886498-08-4, name is 2-Fluoro-5-(trifluoromethoxy)benzonitrile, belongs to nitriles-buliding-blocks compound, is considered to be a conventional heterocyclic compound, which is widely used in drug synthesis. The chemical synthesis route is as follows. Safety of 2-Fluoro-5-(trifluoromethoxy)benzonitrile

2-fluoro-5-(trifluoromethoxy)benzylamine-d2: To a mixture of2-fluoro-5-(trifluoromethoxy)benzonitrile (374 mg, 1.823 mmol) and sodium borodeuteride (176 mg, 4.19 mmol) in THF (10 mL) at 0 C was added over 45 mm, iodine (463 mg, 1.823 mmol) as a solution in 4 ml THF. The reaction mixture was heatedat reflux for 2 h. After cooling to 0 C, 6 N HC1 (2 ml) was carefully added. This mixture was heated at reflux for 30 mm. After cooling to rt, the mixture was partitioned between EtOAc (40 mL) and 1 N NaOH (40 mL). The organic layer was washed with water (20 mL) and brine (20 mL). After drying over anhydrous sodium sulfate, the organic layer was filtered and concentrated to afford2-fluoro-5-(trifluoromethoxy)benzylamine-d2 (385 mg, 1.823 mmol, 100 % yield)

The synthetic route of 886498-08-4 has been constantly updated, and we look forward to future research findings.
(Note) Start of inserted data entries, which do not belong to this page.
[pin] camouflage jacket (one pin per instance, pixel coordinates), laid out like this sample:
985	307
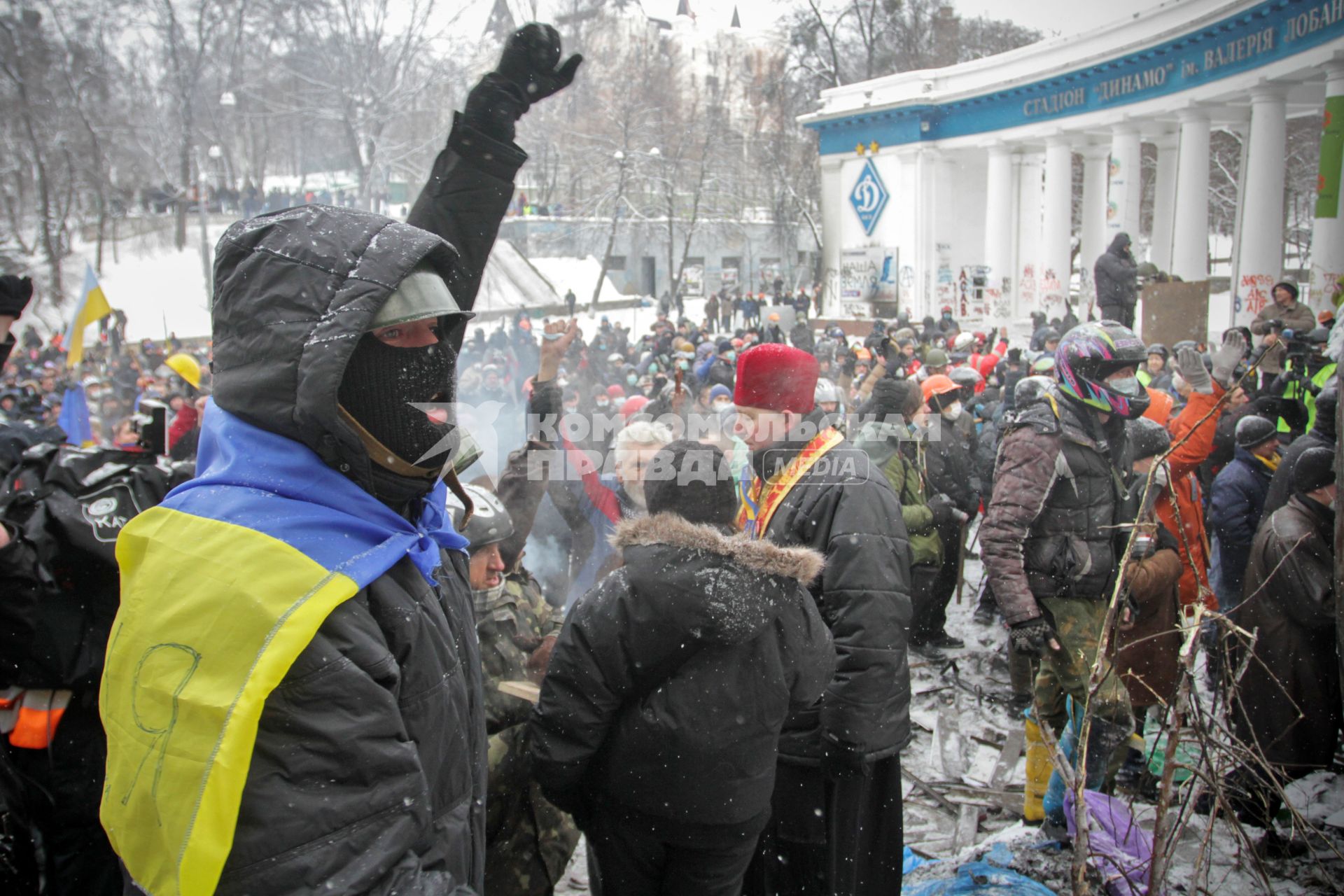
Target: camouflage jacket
528	841
510	626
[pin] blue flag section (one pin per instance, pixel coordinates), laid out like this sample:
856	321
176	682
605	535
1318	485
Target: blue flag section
74	418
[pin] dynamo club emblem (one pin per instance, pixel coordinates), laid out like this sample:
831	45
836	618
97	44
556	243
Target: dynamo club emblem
869	198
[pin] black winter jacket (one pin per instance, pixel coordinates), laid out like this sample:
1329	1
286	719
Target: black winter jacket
1050	524
369	769
1116	274
1281	485
844	508
672	678
952	469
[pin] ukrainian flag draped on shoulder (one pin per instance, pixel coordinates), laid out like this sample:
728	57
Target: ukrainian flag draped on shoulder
222	587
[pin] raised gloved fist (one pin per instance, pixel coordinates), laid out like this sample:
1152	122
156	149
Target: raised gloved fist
1190	365
530	61
15	293
1228	355
527	73
1034	637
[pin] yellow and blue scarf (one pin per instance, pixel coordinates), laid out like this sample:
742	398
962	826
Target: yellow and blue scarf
222	586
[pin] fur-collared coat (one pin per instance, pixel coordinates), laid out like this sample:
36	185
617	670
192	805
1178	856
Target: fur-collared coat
672	678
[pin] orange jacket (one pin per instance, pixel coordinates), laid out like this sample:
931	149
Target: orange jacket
1183	496
1159	406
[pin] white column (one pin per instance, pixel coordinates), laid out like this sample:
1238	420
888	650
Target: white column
1057	227
1164	202
999	226
926	166
1093	238
1260	246
832	206
1124	192
1190	220
1030	198
1328	230
945	232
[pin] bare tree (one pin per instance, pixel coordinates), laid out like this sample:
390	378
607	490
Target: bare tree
24	64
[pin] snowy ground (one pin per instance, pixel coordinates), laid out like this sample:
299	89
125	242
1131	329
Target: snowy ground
967	708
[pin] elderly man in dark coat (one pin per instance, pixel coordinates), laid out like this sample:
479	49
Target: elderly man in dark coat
1288	703
1117	281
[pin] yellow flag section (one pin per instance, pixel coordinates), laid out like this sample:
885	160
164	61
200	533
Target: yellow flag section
93	307
756	510
213	615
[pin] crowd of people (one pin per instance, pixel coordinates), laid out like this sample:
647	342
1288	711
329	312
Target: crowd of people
281	626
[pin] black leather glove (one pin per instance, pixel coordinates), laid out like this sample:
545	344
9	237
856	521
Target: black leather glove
531	58
15	293
527	73
1032	637
843	761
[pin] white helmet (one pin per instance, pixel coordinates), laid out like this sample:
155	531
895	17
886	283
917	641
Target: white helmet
489	520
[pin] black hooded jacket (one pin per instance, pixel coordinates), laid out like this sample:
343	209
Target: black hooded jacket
672	678
369	769
846	510
1281	486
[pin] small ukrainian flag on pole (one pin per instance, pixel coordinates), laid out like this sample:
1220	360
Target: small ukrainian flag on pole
93	307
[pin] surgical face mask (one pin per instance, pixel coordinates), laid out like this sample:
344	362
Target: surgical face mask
1128	386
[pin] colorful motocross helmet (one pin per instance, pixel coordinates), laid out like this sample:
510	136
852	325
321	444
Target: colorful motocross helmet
1088	355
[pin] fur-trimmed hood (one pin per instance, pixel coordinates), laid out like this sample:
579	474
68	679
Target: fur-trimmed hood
720	589
803	564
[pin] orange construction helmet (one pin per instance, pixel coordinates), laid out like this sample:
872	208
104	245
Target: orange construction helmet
937	384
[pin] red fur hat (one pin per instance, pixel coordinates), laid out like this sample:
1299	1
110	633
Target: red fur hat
776	378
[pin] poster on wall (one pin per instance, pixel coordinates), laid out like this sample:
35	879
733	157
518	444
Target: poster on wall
974	296
867	276
859	274
692	280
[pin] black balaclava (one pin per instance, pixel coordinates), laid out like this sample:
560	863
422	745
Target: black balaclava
378	390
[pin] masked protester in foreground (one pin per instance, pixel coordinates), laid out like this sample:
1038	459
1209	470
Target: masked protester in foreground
293	692
836	824
1050	539
662	711
527	840
59	516
1287	707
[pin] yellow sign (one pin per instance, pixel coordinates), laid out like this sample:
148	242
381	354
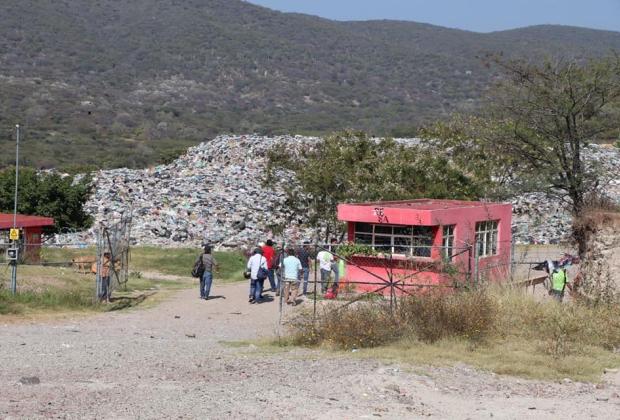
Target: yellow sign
14	234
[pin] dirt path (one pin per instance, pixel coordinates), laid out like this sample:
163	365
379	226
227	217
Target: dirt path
170	362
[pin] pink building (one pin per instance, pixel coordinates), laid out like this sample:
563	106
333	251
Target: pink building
428	242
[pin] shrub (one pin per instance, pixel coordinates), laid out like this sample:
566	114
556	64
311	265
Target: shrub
360	325
431	317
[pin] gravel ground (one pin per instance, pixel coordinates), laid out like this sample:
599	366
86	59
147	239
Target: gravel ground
170	362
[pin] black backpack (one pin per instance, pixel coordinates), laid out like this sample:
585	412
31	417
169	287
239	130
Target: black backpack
199	268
Each compound has different characteristics, and only by selecting the characteristics of the compound suitable for a specific situation can the compound be applied on a large scale. 78473-00-4, name is 4-Amino-3,5-dichlorobenzonitrile, This compound has unique chemical properties. The synthetic route is as follows., Recommanded Product: 4-Amino-3,5-dichlorobenzonitrile

To a solution of 4-amino-3,5-dichlorobenzonitrile (2.00 g, 10.63 mmol) in acetonitrile (12 ml) was added dropwise tetrafluoroboric acid (2.80 ml, 21.27 mmol). After stirring for 10 min, isoamyl nitrite (1.50 ml, 10.63 mmol) was added and the reaction mixture was cooled to 0 C. After a further 10 min, diethyl ether (50 ml) was added and the resulting precipitate was collected by filtration and dried to give the titled compound (1.9 g). 1H-NMR (D2O): 8.36-8.40 (2H)
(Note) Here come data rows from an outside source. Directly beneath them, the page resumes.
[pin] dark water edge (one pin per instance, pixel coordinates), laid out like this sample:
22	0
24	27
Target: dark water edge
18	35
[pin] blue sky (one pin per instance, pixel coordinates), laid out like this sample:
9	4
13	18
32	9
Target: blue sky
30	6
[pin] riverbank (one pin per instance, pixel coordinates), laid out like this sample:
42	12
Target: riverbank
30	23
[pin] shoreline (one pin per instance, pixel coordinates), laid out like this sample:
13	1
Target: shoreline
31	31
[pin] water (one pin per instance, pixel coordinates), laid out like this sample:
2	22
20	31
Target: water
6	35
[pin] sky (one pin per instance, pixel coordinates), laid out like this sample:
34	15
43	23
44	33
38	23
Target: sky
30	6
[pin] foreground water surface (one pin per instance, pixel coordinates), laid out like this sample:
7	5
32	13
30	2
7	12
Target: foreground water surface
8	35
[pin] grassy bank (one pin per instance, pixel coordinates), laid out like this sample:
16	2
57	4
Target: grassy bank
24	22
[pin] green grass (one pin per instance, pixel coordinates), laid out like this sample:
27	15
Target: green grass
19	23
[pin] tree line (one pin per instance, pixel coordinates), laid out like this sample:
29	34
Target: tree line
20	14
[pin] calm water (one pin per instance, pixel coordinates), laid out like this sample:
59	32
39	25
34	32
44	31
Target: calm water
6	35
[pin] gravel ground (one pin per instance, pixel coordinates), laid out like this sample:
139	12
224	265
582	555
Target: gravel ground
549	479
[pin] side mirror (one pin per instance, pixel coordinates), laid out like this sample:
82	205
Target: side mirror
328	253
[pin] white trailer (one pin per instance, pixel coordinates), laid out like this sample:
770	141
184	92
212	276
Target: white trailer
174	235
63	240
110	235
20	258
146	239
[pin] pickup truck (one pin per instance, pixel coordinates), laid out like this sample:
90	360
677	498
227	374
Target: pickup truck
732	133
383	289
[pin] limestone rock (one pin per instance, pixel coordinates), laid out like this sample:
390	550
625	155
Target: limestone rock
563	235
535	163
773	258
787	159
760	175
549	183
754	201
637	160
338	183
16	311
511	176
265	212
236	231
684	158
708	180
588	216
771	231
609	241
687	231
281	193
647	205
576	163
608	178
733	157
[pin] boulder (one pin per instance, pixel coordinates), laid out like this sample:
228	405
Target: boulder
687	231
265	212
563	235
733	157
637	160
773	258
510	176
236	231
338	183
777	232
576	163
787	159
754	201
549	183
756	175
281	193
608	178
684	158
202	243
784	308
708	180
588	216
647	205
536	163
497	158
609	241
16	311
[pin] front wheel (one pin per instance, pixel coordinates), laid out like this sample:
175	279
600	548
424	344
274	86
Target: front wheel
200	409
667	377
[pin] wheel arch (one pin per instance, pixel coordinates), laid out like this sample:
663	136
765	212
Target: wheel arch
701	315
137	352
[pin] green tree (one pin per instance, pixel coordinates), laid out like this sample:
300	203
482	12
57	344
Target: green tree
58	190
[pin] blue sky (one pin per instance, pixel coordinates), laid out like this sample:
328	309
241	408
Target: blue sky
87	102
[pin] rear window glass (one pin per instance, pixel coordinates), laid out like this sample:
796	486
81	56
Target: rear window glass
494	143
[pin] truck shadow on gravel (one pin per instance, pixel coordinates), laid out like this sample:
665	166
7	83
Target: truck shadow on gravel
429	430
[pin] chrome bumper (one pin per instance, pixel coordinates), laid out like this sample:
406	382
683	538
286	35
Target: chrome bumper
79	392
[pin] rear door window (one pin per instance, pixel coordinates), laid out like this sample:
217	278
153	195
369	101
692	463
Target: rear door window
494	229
According to the analysis of related databases, 78473-00-4, the application of this compound in the production field has become more and more popular.
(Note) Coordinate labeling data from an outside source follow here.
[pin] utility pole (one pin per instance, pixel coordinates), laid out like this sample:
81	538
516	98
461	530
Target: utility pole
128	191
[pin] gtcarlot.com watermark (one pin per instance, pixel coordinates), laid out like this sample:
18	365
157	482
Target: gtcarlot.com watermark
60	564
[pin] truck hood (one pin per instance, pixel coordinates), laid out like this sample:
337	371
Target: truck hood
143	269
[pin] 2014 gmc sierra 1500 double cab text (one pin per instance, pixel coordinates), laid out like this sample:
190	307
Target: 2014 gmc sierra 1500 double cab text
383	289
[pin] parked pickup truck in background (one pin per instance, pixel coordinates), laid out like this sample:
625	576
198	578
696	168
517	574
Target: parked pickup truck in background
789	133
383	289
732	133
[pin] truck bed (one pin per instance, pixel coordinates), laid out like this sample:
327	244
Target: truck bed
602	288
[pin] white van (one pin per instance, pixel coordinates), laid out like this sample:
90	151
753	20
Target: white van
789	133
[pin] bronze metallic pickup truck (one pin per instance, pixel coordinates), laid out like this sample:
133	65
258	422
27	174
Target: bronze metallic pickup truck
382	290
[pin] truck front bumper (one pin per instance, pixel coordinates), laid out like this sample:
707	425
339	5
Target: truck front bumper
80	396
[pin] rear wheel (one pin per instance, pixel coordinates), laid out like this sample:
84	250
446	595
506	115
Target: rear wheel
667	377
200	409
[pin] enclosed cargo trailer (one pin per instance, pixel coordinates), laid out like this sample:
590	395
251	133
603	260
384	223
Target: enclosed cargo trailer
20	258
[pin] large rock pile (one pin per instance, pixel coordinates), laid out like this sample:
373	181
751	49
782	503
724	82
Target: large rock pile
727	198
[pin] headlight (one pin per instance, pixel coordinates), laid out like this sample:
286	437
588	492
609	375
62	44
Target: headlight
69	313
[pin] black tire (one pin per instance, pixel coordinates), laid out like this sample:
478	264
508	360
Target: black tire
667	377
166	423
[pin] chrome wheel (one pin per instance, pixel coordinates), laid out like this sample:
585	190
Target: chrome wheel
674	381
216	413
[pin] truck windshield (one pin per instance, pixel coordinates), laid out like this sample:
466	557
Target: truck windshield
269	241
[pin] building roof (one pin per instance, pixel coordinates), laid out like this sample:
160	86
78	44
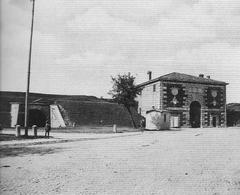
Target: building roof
180	77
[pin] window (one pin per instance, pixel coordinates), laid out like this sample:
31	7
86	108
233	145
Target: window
154	88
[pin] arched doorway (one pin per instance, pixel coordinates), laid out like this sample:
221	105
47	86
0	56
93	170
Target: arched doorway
37	117
195	114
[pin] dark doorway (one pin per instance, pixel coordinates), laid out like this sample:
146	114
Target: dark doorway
214	121
36	117
195	114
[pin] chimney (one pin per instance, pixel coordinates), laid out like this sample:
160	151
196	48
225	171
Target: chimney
149	75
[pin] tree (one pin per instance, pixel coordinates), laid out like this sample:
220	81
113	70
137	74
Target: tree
124	92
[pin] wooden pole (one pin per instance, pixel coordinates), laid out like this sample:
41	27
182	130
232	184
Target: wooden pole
28	74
Researchers who often do experiments know that organic synthesis is a process of preparing more complex target molecules from simple raw materials through one or more chemical reactions. Generally, it requires fewer steps, and cheap raw materials. 19924-43-7, name is 2-(3-Methoxyphenyl)acetonitrile, A new synthetic method of this compound is introduced below., Quality Control of 2-(3-Methoxyphenyl)acetonitrile

Step 1: 2-(3-Methoxyphenyl)-2-methylpropionitrile To a solution of (3-methoxyphenyl)-acetonitrile (8.0 g, 0.054 mol) in DMF (25 ml) cooled to 0 C., NaH (1.3 g, 0.054 mol) was added. The reaction was stirred for 30 min, and MeI (3.3 mL, 0.054 mol) was added. The reaction was stirred 1 h at room temperature. After this period, the reaction mixture was cooled again to 0 C., NaH (1.3 g, 0.054 mol) was added followed by MeI (3.3 ml, 0.054 mol) after 30 minutes. The reaction was stirred at room temperature overnight. DMF was evaporated and the crude diluted with brine and extracted with Et2O. The organic phase was washed with water, dried over Na2SO4, the solvent was evaporated under reduced pressure and the residue was purified by flash chromatography (petroleum ether:AcOEt 95:5) to give the title compound (4 g, 42% yield) as a colourless oil. ESI+MS: calcd for C11H13NO: 175.23; found: 176.1 (MH+).

The basis of chemical reaction formula synthesis, the synthesis route is composed of some specific reactions and combined according to certain logical thinking. We look forward to the emergence of more reaction modes in the future.